As with most NRG classics, the movement is very sustained, and there are several cruxy sequences. Which one is the hardest will vary from climber to climber, and will be influenced by height and individual skill sets. For example, my tall hubby had a lot of trouble getting through the opening moves because the feet were so high and scrunchy, but the nemesis for me was a big deadpoint move at the 4th bolt. Good holds to a great hold, but the feet were set up in such a way that I had a hard time engaging my legs.
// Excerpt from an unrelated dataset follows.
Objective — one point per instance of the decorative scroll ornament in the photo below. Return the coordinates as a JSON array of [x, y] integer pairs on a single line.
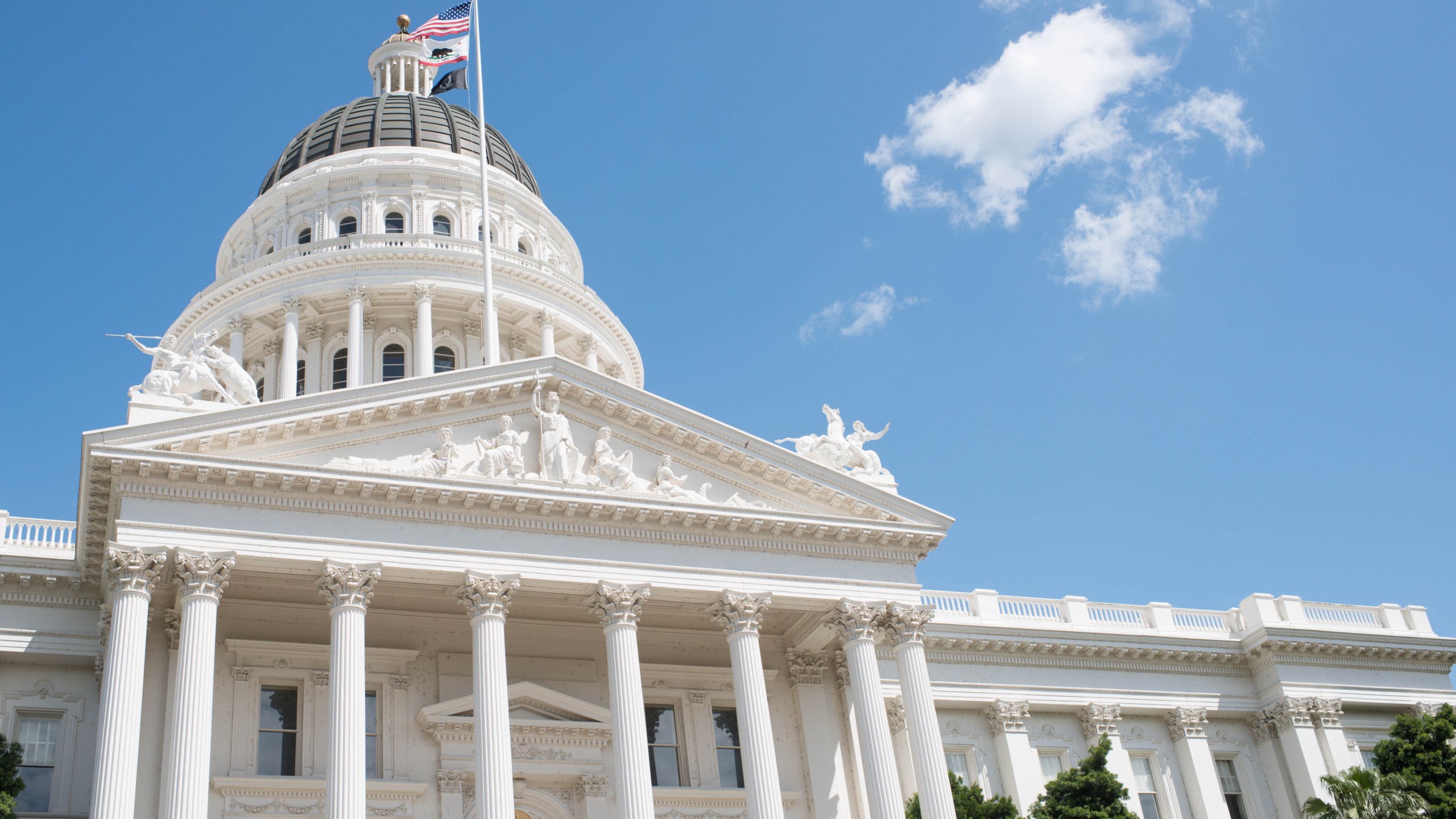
[[131, 570], [739, 614], [1100, 719], [203, 573], [838, 451], [1008, 716], [618, 604], [349, 585], [1187, 722], [488, 597], [855, 621], [807, 668], [906, 624]]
After a lot of flailing around, I finally gave up, pulled on the draw, and continued to the top. On my second burn I discovered a smeary foothold that seemed promising. While substantially smaller than the obvious one everyone else was using, it seemed to set my body up in a better position to launch from. I tried again and again, still coming up short each time, but getting a TEENSY bit closer with every toss. One time I actually latched the hold for a split second before popping off…and then, as if on cue, a previously peacefully sleeping Baby Zu woke up flaming mad.
Meanwhile, the CragDaddy was off belaying someone else back over by the ladders…but many thanks to a sweet big brother and “Brendon from Canada” for comforting her so that I could try one more time. It’s amazing how much more “try hard” you can muster when you’re baby is screaming bloody murder below you – I stuck the move the very next go! Within 5 minutes time, I had topped out, lowered, reunited with Baby Z, and passed out a round of sending cookies to everyone within earshot. (SIDE NOTE: Lest this situation be misconstrued, had we been at a crowded crag with other folks climbing near us, I would have lowered right away to try and quiet her, for fear that Z’s cries would be distracting to other climbers…which is one reason why we tend to avoid the “party crags.”)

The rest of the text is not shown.